De retour a Tupiza apres 8h de route, je me precipite pour prendre une douche. Et quand je rentre dans la salle de bain, je realise que je ne me suis pas vu dans un miroir depuis 5 jours et je suis surpris par mon propre reflet. Je suis maigre, je ne fais plus du tout gamin, je suis legerement barbu et incroyablement bronze. Le blanc de mes yeux semble illumine par l'arriere, et quand je souris, mes dents sont tellement blanches que je crois qu'elles vont sortir de ma bouche. J'ai une sacree bonne gueule!
Je pense d'ailleurs que tous les backpackers qui logent ici ont une gueule extraordinaire. Ils voyagent depuis un mois au moins, ils sont bronzes, maigres, le cheveu un peu trop long, une barbe eparse, et les filles sont habillees en jeans et debardeur blanc, ce qui fait sortir le mat de leur peau. Tous ensemble en couverture de The Face le mois prochain!

Samedi 5 novembre, frontiere de Villazon-La Quiaca, 3400 metres.
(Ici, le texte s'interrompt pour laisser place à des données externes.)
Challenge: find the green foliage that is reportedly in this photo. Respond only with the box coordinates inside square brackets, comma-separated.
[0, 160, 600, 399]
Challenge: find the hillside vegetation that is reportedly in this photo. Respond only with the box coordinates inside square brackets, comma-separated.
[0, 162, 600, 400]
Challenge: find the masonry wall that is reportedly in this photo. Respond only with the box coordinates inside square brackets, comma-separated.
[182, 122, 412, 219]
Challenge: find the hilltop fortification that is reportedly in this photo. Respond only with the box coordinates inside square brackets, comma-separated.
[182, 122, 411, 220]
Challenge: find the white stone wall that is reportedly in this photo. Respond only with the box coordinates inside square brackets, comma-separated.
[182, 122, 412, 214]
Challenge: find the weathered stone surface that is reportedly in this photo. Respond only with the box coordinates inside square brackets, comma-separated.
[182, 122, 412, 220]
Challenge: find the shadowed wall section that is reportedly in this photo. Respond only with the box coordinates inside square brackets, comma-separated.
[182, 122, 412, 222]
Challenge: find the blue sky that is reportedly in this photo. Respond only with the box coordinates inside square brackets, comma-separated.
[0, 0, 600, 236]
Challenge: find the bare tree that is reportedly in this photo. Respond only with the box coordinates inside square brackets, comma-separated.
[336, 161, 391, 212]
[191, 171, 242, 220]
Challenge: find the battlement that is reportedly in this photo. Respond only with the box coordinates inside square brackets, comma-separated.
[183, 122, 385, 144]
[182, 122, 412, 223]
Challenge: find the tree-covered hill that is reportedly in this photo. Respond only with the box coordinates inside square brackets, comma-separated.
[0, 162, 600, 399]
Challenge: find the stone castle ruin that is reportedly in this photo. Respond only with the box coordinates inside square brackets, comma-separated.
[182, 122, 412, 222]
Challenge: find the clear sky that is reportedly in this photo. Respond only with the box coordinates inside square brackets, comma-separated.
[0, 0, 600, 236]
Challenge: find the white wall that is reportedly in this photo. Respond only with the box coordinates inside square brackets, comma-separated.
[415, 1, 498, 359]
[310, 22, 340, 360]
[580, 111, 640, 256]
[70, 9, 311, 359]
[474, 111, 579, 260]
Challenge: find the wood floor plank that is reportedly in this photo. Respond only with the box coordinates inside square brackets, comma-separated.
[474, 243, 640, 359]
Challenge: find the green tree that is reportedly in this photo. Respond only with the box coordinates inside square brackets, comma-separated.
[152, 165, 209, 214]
Apres seulement 2 semaines et 2 jours, je quitte deja la Bolivie qui m'aura totalement seduit. La personnalite de ce pays est unique et attachante, et si j'ai renonce a voir toute la partie jungle du pays, 60% du territoire, pour me concentrer sur la montagne, je sais qu'il faut que je revienne!
Au moment de tendre mon passeport au douanier argentin, j'ai quelques regrets, mais j'observe l'autre cote de la barriere et ai de grands espoirs pour l'Argentine : des bus qui ne tombent pas systematiquement en panne, des bus qui roulent sur des routes et pas de la poussiere, des bus dont les couloirs ne sont pas sur-occupes par des boliviennes surchargees qui finissent par s'asseoir sur votre lap a bout de force. Et des altitudes ou je pourrai monter un escalier sans devoir me reposer 5 minutes ensuite. Et de la chaleur. Et de la bonne nourriture! Fini le steack de llama et les pommes de terres sechees, voici le temps du steack de boeuf 3 fois par jour! Hiiiiihaaa!!!!
Je tressaille pourtant au moment ou je passe la frontiere et apercois un panneau de signalisation routiere : 5000km jusqu'a Ushuaia... Les bus ont interet a etre confortables!